The two BIS volumes in the series thus far have amply demonstrated the individuality of Lokshin’s unlikely blend of Bergian sensuality and Stravinskian asceticism. Two works from the 1980s on the new disc reinforce that impression: namely the six-minute The Art of Poetry, and especially the Sinfonietta No 2, composed two years before Lokshin’s death in 1987. Both are scored for his favourite combination of voice and chamber ensemble, and both manage to be simultaneously laconic and passionate. Impressive stuff.
The setting of three poems from Baudelaire’s Les fleurs du mal dates from 1939, when the 19-year-old composer was in the middle of his studies with Myaskovsky.
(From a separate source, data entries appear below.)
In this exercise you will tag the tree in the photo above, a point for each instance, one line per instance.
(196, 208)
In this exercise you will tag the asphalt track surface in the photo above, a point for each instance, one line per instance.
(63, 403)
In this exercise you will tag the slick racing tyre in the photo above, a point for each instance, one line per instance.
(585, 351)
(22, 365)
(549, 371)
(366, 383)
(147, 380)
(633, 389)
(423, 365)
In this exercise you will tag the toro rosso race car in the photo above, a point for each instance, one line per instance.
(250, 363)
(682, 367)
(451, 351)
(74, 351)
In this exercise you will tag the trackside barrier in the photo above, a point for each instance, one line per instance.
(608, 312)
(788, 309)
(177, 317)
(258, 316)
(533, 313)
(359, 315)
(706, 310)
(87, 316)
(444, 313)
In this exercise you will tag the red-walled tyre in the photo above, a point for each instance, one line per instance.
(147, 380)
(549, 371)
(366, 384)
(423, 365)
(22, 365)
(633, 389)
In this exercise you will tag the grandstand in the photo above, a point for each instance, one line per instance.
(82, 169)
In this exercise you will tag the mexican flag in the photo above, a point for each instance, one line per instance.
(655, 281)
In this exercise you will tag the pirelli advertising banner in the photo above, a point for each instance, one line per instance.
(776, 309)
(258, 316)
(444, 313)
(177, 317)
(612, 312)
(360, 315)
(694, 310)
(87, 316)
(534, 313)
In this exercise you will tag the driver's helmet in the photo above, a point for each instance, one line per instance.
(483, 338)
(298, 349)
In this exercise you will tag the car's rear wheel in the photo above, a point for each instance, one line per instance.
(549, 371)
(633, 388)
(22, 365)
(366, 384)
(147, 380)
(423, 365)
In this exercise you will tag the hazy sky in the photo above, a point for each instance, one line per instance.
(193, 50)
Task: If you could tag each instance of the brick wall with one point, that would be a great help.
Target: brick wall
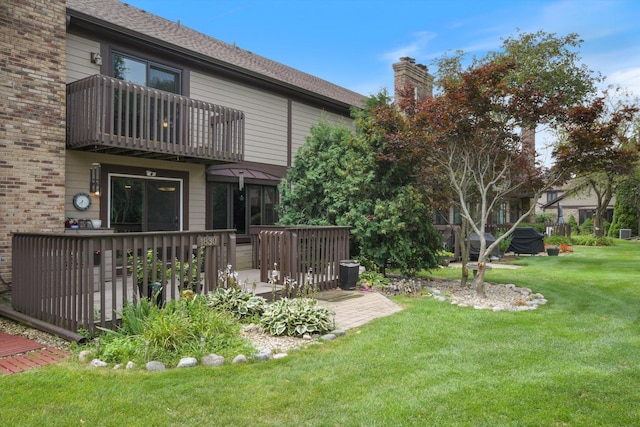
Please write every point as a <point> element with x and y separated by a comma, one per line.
<point>32,119</point>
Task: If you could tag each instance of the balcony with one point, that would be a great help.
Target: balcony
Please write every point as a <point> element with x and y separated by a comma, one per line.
<point>112,116</point>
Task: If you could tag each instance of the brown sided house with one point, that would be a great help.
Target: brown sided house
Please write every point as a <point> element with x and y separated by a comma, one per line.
<point>115,115</point>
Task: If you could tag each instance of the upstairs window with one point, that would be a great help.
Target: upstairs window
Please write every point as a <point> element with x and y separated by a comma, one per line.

Obviously indebted to Mahler (the Third Symphony is virtually quoted near the beginning) and Scriabin (above all The Poem of Ecstasy), this is an accomplished apprentice piece but no more than that. The Hungarian Fantasy of 1952 likewise serves to fill out the picture of Lokshin’s oeuvre, being a not very interesting example of the kind of folksy jobbery that Soviet composers were under pressure to deliver in the late-Stalin era; its problem is that it never lifts itself out of the cadenza-like flourishes that seem to herald something far more interesting. Finally In the Jungle gives a taste of Lokshin as a moderately inventive film composer (the project was based on Kipling’s Jungle Book).
Performances are faithful and well prepared, and BIS’s recording is predictably first-rate. A safe bet for specialists, then, but newcomers to Lokshin would do better to start with a BIS disc of his Symphonies Nos 5, 9 and 11.